At a Monday afternoon White House roundtable discussion with law enforcement representatives, U.S. Attorney General William Bar said President Donald Trump was the president most committed to reforming criminal justice.

"He didn't require the crisis we have today to get started with the First Step Act, and with establishing a commission which has been looking at the very issues we're dealing with today," Barr said.

Barr added that police leaders nationwide had expressed interest in "clarity and guidance" on the use-of-force and other issues to help ensure training and adherence to national standards.

"The time for waiting is over," Barr said. "It's now incumbent on us to bring good out of bad. And we can do it, and the commitment is there and law enforcement to do it so let's get it done."

During the meeting, White House Senior Advisor to the President for Strategic Planning, Jared Kushner said, "The law enforcement community heard the cries from the community, saw the injustices in the system that needed to be fixed, and they responded by coming together to fix it, and it's been a great partnership to do that."

US Attorney General William Barr
US Attorney General William Barr testifies during a US House Commerce, Justice, Science, and Related Agencies Subcommittee hearing on the Department of Justice Budget Request for Fiscal Year 2020, on Capitol Hill in Washington, DC, April 10, 2019. Mandel Ngan/AFP/Getty

The White House roundtable follows nearly a week of protests against anti-black police brutality following the May 25 death of George Floyd, a 46-year-old man who died in police custody after a Minneapolis police officer knelt on his neck for nearly nine minutes.

The White House discussion also follows the introduction of the Justice in Policing Act of 2020, a policing reform bill introduced Monday by House Democrats.

The bill seeks to revise federal laws to track police misconduct, nationally ban chokeholds and no-knock warrants, mandate racial bias training for all police, expand the use of police body and dashboard cameras, roll back the transfer of military equipment to local police departments and lessen the right of qualified immunity, a legal protection that makes it difficult to prosecute officers who violate citizens' rights.

"We can't settle for anything other than transformative structural change," said Democratic House Speaker Nancy Pelosi of California said on Monday at an event introducing the legislation. "True justice can only be achieved with full, comprehensive action, that is what we are doing today.
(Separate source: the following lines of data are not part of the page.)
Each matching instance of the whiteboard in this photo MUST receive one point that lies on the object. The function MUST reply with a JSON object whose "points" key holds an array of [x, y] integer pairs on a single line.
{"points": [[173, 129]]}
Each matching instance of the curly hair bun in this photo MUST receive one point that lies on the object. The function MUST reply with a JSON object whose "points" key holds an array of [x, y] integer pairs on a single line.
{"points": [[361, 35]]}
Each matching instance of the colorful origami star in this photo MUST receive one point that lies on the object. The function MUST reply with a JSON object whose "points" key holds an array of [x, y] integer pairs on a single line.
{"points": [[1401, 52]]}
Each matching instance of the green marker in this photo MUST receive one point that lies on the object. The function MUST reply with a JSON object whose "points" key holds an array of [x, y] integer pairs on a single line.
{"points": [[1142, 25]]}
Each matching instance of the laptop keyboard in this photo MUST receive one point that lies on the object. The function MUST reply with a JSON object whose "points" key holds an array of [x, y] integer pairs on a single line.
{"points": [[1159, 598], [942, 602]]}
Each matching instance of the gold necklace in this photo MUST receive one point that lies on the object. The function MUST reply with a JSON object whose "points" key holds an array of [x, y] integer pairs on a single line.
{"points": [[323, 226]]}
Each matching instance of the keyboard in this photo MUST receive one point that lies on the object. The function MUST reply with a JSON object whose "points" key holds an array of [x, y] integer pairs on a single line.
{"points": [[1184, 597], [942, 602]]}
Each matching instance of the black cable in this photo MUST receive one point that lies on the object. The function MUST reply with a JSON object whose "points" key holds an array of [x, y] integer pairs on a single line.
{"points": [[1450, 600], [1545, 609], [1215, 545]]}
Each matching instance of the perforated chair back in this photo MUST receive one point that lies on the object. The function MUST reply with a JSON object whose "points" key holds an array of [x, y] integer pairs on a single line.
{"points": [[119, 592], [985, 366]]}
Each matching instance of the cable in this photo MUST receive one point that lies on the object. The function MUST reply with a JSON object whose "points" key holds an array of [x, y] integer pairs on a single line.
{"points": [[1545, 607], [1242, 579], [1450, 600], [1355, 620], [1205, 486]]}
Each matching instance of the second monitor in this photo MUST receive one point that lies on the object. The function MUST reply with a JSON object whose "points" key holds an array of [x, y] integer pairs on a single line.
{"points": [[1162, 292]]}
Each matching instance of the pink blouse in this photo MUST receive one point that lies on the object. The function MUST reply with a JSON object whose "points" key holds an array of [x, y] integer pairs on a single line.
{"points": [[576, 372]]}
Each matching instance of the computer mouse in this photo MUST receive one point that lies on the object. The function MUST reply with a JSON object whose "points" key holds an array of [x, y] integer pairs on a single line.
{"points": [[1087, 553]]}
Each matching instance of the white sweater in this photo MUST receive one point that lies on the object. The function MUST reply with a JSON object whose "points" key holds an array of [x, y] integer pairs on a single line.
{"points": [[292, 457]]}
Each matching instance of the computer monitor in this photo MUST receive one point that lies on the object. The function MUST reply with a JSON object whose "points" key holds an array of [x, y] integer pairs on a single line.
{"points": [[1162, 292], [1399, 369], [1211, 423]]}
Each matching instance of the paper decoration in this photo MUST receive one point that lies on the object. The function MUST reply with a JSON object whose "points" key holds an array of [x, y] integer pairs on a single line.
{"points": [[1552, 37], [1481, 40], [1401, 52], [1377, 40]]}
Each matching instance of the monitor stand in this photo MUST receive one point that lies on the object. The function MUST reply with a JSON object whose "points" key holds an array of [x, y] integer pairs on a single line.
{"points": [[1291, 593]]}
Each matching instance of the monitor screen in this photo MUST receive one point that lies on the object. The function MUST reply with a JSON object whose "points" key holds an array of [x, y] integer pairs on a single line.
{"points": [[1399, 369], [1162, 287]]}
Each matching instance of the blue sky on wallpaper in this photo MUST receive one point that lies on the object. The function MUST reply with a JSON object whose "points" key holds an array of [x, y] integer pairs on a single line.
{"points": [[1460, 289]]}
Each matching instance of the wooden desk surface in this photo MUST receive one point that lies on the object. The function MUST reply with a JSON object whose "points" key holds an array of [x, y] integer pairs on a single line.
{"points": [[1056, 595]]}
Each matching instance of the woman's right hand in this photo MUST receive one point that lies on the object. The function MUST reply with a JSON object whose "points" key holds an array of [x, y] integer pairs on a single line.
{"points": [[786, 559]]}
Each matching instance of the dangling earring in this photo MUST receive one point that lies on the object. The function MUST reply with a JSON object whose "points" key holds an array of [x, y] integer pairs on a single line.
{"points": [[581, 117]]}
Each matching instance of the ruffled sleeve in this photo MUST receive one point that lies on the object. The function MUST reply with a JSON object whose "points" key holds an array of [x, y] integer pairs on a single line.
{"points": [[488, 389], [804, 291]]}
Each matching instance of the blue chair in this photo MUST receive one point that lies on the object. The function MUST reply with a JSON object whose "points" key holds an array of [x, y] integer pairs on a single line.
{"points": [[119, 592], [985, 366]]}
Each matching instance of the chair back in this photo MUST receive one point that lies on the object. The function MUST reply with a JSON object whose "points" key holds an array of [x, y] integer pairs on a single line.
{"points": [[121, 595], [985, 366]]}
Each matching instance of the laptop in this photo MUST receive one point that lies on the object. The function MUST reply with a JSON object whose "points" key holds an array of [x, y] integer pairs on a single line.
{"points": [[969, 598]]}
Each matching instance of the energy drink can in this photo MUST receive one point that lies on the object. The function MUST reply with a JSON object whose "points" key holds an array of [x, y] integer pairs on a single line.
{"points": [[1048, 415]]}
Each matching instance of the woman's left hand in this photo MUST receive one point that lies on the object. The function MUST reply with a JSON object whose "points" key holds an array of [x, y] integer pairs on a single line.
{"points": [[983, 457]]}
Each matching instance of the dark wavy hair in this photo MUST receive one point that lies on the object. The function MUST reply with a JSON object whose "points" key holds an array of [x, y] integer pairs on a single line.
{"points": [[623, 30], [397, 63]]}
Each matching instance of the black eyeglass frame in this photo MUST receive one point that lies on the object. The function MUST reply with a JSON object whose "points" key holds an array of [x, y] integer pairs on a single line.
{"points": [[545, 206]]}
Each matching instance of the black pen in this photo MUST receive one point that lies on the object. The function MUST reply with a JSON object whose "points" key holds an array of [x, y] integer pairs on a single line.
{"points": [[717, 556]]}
This is a first step; there is more to come."

In two Monday tweets, Trump signaled potential opposition to the Democratic bill.

"LAW & ORDER, NOT DEFUND AND ABOLISH THE POLICE. The Radical Left Democrats have gone Crazy!" Trump tweeted, later adding, "This year has seen the lowest crime numbers in our Country's recorded history, and now the Radical Left Democrats want to Defund and Abandon our Police. Sorry, I want LAW & ORDER!"

The First Step Act, which Barr referenced in his comments and which Trump signed into law on December 21, 2018, reformed federal prisons and sentencing laws to mandate de-escalation training for correctional officers, stop the use of restraints on pregnant prisoners, improve the availability of prison feminine hygiene products, expand compassionate release for terminally ill convicts, and issue grants projects facilitating the reentry of prisoners back into their communities after release.